I apologise. This really isn’t on.

There’s no need.

No, there is. And I’m sorry for everything this last year.

In fact, the last thing Rachel wants is an apology – the hollow, unendurable victory of that. This declawed version of her sister-in-law still seems wrong. Shadows have begun to spool into the garden and the light is suddenly murky. To the portentous west, the sound of thunder, a long, deep tear, and there’s a distinctive smell: wet herbs, cordite, the precursor of rain. Something big is about to unleash. She cannot, in all good conscience, send Emily away.

We should go inside, she says. I’m going to make some pasta. It’s about all I want to eat these days. You can have some with me.

She stands. Emily nods and stands also.

You look really well, she says again.

In the kitchen Rachel pours Emily a glass of wine, and quickly throws together a meal. The two do not speak much but there is a tenuous accord – enough to get through the evening. The rain begins, not with torrid, dehumidifying power, but a slow, intermittent shower, dysuric. Then the battering downpour comes, drenching everything. Emily catches Rachel looking at the clock.

I’ve ruined your evening, she says.

No, you haven’t, Rachel assures her, but I do have to phone someone. And I think you should stay – you don’t want to drive back in this.

After a quiet, reflective dinner, with limited conversation, they retire to bed. Emily does not expand on Lawrence’s problems and Rachel does not push, nor are they keen to stray into the mined territory of the past. Emily borrows a T-shirt to sleep in, bids Rachel goodnight, and heads into the spare room. She seems less distraught, more resolved, though her frame of mind is hard to gauge. Although tired from the night before, Rachel cannot sleep. The house seems to ring with the presence of her brother’s wife, but when Rachel goes to the bathroom, the spare room is silent and no lamp light filters under the doorway into the hallway. It occurs to her that her brother might be far less together than she’d always assumed, his proclivities far darker. Sara. Can it be true he has a mistress? The word, the idea, seems ridiculous. And what is the worse scenario Emily alluded to? Her mind shifts though fantastic, disturbing images: sex workers in the backstreets of Leeds, STD clinics.

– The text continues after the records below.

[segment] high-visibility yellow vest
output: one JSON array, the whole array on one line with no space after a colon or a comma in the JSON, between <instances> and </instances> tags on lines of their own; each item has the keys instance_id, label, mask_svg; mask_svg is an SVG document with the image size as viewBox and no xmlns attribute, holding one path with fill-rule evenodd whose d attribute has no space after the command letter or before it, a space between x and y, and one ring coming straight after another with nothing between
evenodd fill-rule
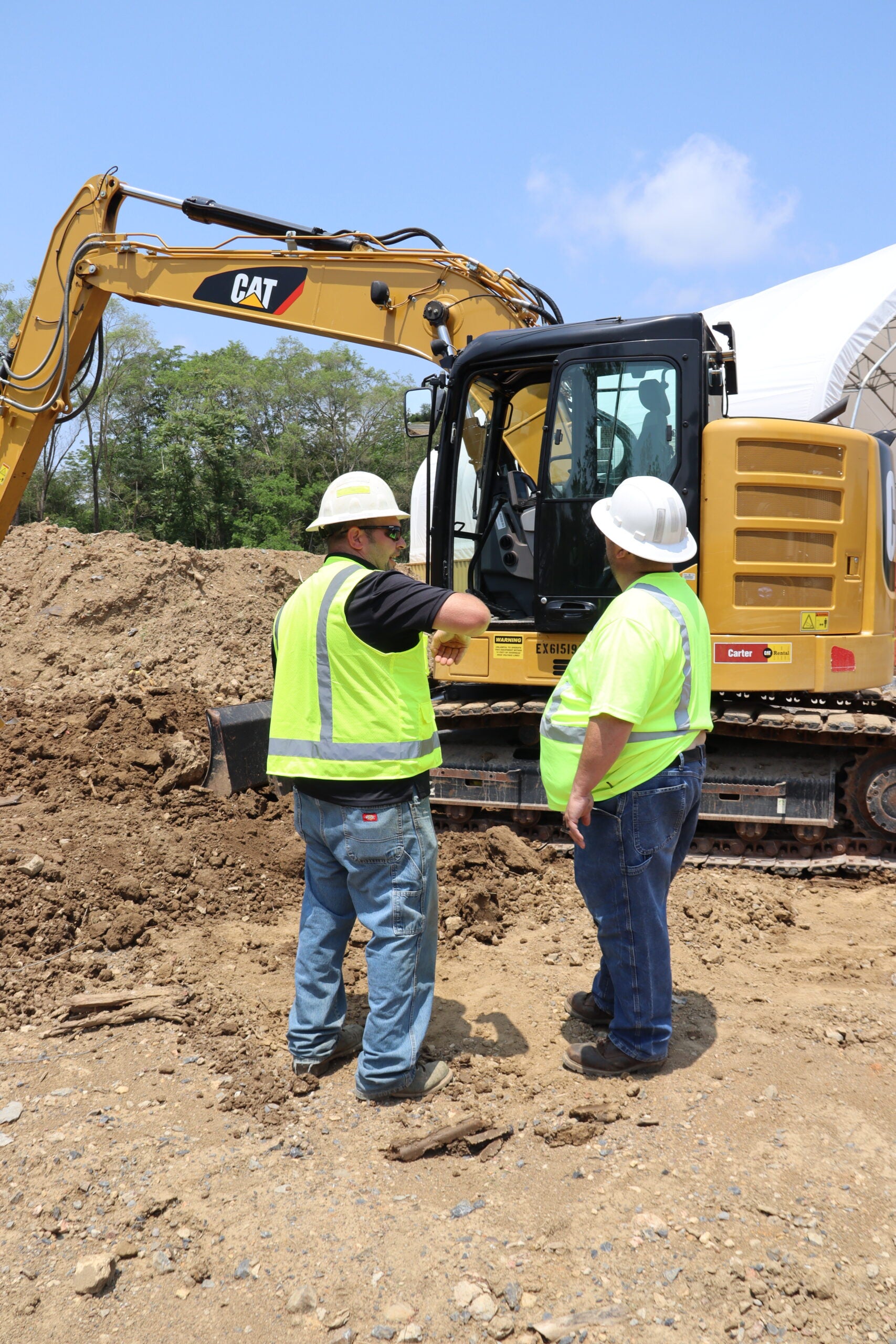
<instances>
[{"instance_id":1,"label":"high-visibility yellow vest","mask_svg":"<svg viewBox=\"0 0 896 1344\"><path fill-rule=\"evenodd\" d=\"M406 780L441 763L426 636L407 653L380 653L345 617L369 573L328 559L277 613L269 774Z\"/></svg>"},{"instance_id":2,"label":"high-visibility yellow vest","mask_svg":"<svg viewBox=\"0 0 896 1344\"><path fill-rule=\"evenodd\" d=\"M699 598L678 574L650 574L637 579L614 598L602 621L579 645L544 708L541 780L548 801L557 809L568 802L588 720L595 712L600 641L625 638L627 612L637 612L638 622L642 626L646 624L657 636L662 694L650 706L643 722L634 724L618 761L594 789L594 797L609 798L637 788L665 770L701 731L712 728L709 625ZM662 649L668 653L664 655ZM633 660L631 681L645 673L646 669Z\"/></svg>"}]
</instances>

She fidgets under the sheets. They smell of Alexander: oniony, a man’s sweat and fluids. It was past eight when she called him – the phone went straight to voicemail and she left a brief, poorly explained message. She did not mention Emily. He has not called back. It is likely that he thinks her uninterested – God knows, she has perfected the impression over the years. After an hour or two’s restlessness, she gets up, dresses, lets herself out of the cottage quietly, and walks to the wolfery. The rain is easing off. Between the clouds is a giant, tallow lobe of moon. The woods are still, giving nothing up, not a whisper. She walks carefully, so as not to trip, though the path is easy to see in the whitish moonlight.